Of course, the play becomes even more epic when other cities come into the mix. For one scene at least, we visit Salt Lake City, Mormon capital of the world, where we watch Joe's mother Hannah prepare to sell her house and move to – where else? – New York. Hannah's friend, Sister Ella Chapel, is worried about Hanna leaving Salt Lake and warns, "This is the home of saints, the godliest place on earth [...]. Every step a Believer takes a way from here is a step fraught with peril" (2.10.27).
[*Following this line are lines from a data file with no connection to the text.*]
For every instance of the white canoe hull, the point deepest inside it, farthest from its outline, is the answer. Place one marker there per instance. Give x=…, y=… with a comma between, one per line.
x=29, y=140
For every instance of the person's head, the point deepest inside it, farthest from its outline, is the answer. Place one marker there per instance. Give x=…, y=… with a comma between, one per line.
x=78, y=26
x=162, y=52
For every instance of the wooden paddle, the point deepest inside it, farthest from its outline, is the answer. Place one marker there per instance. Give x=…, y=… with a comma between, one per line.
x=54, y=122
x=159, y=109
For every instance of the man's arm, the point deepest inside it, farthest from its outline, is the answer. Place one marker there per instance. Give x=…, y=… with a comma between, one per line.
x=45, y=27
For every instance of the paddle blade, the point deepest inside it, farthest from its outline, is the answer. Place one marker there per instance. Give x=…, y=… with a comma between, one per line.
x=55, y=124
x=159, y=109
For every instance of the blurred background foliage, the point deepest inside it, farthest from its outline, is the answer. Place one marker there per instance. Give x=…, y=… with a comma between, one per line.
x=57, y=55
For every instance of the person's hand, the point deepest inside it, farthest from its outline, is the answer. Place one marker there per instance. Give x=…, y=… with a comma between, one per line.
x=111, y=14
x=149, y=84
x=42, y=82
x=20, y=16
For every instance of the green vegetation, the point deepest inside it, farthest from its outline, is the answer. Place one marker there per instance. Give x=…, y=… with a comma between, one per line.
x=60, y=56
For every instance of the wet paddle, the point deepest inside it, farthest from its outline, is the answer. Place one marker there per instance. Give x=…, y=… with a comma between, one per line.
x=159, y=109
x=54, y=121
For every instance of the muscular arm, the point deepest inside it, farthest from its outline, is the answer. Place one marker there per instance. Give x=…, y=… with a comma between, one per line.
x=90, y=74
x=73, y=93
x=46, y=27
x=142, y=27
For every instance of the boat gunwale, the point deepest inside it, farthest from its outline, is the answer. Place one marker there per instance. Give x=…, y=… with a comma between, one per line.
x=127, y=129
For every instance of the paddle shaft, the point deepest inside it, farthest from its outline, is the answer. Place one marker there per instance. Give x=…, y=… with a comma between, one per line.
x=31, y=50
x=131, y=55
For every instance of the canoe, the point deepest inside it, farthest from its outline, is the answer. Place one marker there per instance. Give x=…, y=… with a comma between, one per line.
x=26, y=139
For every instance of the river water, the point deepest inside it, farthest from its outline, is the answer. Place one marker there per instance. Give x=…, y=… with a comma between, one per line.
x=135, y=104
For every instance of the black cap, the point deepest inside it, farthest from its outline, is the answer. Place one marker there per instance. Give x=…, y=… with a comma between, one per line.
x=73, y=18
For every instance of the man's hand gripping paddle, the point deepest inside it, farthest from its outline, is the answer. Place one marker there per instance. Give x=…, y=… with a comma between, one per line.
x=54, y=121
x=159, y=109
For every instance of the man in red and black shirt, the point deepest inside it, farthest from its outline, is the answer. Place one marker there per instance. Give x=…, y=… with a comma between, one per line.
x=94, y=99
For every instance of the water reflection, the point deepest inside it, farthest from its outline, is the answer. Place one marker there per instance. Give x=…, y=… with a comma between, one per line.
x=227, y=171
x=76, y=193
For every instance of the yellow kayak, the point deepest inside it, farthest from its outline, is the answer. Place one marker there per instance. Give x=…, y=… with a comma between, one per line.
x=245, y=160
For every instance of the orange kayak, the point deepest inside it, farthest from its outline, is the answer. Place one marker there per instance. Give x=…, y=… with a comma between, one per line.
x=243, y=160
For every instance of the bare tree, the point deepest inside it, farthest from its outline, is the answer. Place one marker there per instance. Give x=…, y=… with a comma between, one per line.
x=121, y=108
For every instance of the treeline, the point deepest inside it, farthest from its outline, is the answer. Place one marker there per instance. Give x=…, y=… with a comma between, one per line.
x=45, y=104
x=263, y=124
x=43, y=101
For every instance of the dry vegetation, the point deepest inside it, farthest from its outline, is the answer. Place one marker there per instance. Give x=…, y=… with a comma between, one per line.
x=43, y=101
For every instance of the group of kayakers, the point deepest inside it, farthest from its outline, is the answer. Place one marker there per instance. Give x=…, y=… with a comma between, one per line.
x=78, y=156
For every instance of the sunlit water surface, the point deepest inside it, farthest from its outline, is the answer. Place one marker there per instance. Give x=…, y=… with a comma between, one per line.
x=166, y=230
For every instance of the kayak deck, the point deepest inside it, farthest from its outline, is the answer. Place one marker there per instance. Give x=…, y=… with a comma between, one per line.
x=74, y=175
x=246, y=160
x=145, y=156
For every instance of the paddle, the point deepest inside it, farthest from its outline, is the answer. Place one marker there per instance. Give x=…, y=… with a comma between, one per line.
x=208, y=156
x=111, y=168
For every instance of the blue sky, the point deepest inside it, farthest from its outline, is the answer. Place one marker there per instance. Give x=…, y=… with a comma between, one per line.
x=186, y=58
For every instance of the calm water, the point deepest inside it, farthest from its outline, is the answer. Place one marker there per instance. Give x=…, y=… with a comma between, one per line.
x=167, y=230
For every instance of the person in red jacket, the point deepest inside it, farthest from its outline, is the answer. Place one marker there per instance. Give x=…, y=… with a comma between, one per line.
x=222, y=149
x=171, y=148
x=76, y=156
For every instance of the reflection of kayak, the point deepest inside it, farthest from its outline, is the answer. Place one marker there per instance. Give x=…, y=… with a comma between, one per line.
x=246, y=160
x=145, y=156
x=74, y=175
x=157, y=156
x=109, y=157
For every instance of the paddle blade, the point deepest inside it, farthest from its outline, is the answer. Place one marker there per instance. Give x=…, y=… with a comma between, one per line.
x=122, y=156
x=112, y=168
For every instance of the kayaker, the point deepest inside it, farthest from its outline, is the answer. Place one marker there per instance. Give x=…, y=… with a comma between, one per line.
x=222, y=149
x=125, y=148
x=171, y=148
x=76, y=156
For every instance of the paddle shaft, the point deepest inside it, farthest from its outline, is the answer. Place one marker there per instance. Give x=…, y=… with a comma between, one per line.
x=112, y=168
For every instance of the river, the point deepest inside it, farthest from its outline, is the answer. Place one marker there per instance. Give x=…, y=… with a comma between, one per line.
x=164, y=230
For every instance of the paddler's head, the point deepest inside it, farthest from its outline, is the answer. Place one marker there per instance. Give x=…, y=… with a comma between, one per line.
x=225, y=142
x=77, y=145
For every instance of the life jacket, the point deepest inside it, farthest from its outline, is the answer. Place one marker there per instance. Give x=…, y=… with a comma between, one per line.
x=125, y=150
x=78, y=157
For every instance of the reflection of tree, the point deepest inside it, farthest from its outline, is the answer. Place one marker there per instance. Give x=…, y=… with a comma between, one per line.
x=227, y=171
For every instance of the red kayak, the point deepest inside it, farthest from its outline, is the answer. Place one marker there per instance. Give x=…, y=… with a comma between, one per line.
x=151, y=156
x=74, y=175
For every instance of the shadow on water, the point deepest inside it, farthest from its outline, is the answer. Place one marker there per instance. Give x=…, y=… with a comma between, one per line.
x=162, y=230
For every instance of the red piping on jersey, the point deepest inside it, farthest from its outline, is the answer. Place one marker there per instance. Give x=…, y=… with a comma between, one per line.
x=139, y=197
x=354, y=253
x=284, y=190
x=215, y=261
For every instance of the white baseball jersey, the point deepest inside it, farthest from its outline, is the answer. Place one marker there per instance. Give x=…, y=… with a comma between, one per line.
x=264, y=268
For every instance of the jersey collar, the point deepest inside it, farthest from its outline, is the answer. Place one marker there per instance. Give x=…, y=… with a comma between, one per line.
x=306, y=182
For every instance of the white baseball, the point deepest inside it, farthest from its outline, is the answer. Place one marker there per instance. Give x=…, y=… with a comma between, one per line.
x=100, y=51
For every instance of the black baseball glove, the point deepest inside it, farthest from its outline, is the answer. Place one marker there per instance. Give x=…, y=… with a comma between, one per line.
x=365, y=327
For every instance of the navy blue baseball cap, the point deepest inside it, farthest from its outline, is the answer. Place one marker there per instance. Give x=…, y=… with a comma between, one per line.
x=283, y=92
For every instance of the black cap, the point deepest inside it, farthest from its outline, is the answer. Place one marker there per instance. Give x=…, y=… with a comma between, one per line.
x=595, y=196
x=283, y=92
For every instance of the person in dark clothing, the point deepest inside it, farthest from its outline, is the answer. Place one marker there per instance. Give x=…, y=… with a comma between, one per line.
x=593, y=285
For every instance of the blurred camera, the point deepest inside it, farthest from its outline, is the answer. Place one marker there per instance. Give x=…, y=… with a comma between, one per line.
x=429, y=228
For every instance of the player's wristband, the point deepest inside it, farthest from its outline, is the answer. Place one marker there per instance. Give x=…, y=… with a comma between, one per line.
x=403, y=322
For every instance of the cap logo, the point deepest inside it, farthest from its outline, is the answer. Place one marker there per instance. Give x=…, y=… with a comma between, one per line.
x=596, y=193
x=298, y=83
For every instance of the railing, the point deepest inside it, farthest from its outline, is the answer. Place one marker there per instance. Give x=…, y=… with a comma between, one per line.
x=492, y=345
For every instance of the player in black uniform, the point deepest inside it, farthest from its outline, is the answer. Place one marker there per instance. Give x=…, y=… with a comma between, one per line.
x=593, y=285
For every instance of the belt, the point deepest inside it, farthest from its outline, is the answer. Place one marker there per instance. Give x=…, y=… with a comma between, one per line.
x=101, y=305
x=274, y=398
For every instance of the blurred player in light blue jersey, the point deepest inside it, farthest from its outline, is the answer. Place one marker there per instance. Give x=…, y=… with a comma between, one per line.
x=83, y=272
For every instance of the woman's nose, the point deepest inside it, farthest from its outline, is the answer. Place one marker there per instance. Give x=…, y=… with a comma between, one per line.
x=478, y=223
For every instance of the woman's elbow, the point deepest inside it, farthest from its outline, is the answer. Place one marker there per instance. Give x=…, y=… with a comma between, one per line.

Hannah's friend seems particularly worried that Hannah is moving to New York, a place that doesn't exactly have a reputation for godliness. The contrast between the two cities seems to be particularly relevant to Joe. While growing up in Salt Lake City, he was taught by his Mormon faith that homosexuality is a sin. Now that he's in New York, he's taken to going on long walks in the gay cruising sections of Central Park. Every step he takes seems to lead him further away from Salt Lake and the morals that the city instilled in him.

Dreamland

Angels also takes us into the minds of its characters. We are frequently escorted into Harper's valium-fueled hallucinations. There we meet her mystical travel agent buddy, Mr. Lies, who eventually whisks her away to her own imagined version of Antarctica, a magical place complete with an Eskimo (even though there are no Eskimos in the real Antarctica).

Harper's hallucinations also take her into another character's dream. When Prior dreams of putting on tons of makeup before a light-up mirror, Harper somehow manages to appear. Though the characters have never met, they seem to be sharing a dream. This scene seems to be set in a nexus of dreams, a place where humans leave their bodies and can share their deepest fears and hopes.